Inside a CCX, every core has to be linked to every other core. Having 4 cores per CCX means there have to be 6 links established for this all-to-all communication. If they went with more than 4 cores per CCX, that number of links grows very quickly. 5 cores would require 10 links, 6 cores need 15 links, 7 cores need 21 links and 8 cores need 28 links: that's a huge amount of inter-core links, that would take lots of place and make the design innefficient. My guess, based on AMD's modular strategy, is that the CCX will remain at 4 cores, and that each new Zen 2 die still has two 4-cores CCXs. The inter CCXs latency will remain a thing, although hopefully IF2 will help.
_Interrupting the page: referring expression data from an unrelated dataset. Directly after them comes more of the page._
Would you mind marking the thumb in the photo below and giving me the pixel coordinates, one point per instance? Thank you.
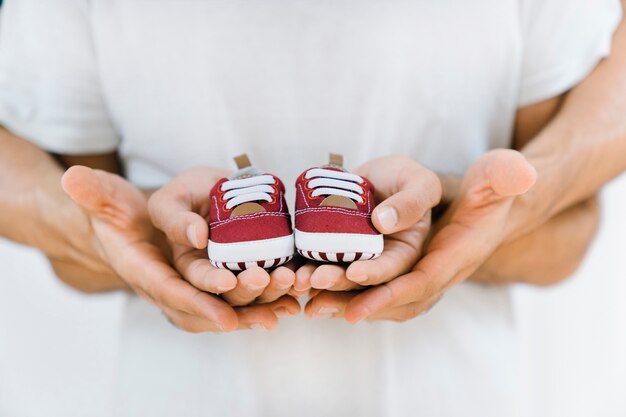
(417, 192)
(496, 176)
(83, 186)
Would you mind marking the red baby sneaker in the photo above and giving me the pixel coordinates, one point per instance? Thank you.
(249, 222)
(333, 215)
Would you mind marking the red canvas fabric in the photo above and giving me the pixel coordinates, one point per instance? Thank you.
(312, 218)
(274, 222)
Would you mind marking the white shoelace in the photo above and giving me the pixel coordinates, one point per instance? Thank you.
(331, 182)
(245, 190)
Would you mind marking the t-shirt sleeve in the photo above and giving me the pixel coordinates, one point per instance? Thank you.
(563, 42)
(50, 91)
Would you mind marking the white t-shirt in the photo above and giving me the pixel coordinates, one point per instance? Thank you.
(173, 84)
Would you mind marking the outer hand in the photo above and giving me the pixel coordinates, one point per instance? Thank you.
(407, 192)
(179, 209)
(471, 230)
(118, 215)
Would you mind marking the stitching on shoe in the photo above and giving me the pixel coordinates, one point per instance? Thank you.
(337, 210)
(303, 196)
(217, 224)
(217, 208)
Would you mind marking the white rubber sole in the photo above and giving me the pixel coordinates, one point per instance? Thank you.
(268, 253)
(338, 247)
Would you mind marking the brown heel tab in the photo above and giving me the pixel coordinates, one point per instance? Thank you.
(242, 161)
(335, 159)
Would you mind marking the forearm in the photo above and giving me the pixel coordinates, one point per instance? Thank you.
(29, 190)
(36, 212)
(581, 149)
(545, 255)
(548, 254)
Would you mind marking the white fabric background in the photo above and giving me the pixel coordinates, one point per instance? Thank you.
(57, 348)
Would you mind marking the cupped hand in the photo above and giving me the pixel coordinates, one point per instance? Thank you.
(407, 192)
(470, 231)
(179, 209)
(125, 238)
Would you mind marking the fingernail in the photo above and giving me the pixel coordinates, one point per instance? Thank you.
(252, 287)
(388, 217)
(191, 235)
(325, 312)
(321, 283)
(358, 278)
(282, 312)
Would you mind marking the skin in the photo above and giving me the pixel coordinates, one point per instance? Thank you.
(101, 233)
(95, 228)
(545, 200)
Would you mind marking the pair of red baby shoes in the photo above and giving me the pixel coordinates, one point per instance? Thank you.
(250, 224)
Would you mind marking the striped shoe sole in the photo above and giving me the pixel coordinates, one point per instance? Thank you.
(337, 256)
(240, 266)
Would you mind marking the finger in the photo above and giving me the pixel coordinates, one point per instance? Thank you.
(429, 278)
(285, 306)
(170, 210)
(331, 277)
(190, 323)
(302, 283)
(402, 250)
(105, 194)
(281, 281)
(406, 312)
(496, 175)
(178, 208)
(328, 304)
(145, 268)
(265, 316)
(195, 267)
(251, 284)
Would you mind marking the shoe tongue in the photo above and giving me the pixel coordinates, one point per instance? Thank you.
(335, 163)
(247, 172)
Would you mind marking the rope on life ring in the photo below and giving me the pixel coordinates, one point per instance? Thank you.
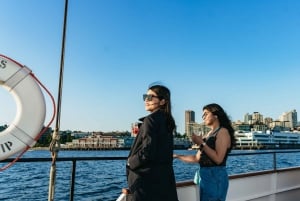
(27, 127)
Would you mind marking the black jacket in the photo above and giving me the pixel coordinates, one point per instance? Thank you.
(150, 172)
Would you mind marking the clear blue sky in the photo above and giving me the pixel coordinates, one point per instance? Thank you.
(243, 55)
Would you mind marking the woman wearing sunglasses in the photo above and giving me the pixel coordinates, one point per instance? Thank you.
(149, 167)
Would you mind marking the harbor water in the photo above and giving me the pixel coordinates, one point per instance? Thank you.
(104, 180)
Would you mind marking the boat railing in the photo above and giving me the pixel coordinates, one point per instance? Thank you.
(74, 160)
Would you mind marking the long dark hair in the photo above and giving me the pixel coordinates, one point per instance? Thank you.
(223, 119)
(164, 93)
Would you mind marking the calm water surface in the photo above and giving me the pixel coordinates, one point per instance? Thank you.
(103, 180)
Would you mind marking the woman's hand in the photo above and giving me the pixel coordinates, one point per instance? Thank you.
(197, 139)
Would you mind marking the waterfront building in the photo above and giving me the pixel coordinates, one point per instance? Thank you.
(290, 119)
(189, 122)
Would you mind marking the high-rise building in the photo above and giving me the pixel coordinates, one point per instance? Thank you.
(290, 119)
(189, 120)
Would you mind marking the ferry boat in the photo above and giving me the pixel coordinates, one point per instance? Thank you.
(267, 140)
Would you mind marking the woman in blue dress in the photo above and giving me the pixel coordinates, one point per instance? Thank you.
(212, 154)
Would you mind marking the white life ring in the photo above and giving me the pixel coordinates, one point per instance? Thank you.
(31, 107)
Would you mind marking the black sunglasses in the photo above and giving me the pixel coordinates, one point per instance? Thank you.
(149, 97)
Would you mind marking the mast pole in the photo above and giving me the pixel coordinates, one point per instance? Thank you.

Now that they have taken all I/O out of the zen dice (yes, i too say "dice", seems sensible), they can change the former strategy of having 2 designs: one die with 1 CCX and an iGPU for the Raven Ridge line, and another with 2 CCXs for everything else. Now they could have several chiplets connected via IF2 on the same substrate to serve different markets. So for example 1 Zen 2 die + I/O + iGPU for Picasso, 2 zen 2 dice + I/O for regular Ryzen 3xxx (no iGP), 4 zen 2 dice + I/O for Threadripper 3, and as seen yesterday 8 dice + I/O for Epyc 2. Only the I/O would have to change from one design to another, and not even, they might be able to just use two versions of the I/O die, one for TR & Epyc, one for Ryzen 3xxx (both Picasso and regular Ryzen).
In any case, i think an 8 cores CCX is out of question, out of pure complexity of the design. We'll see soon enough!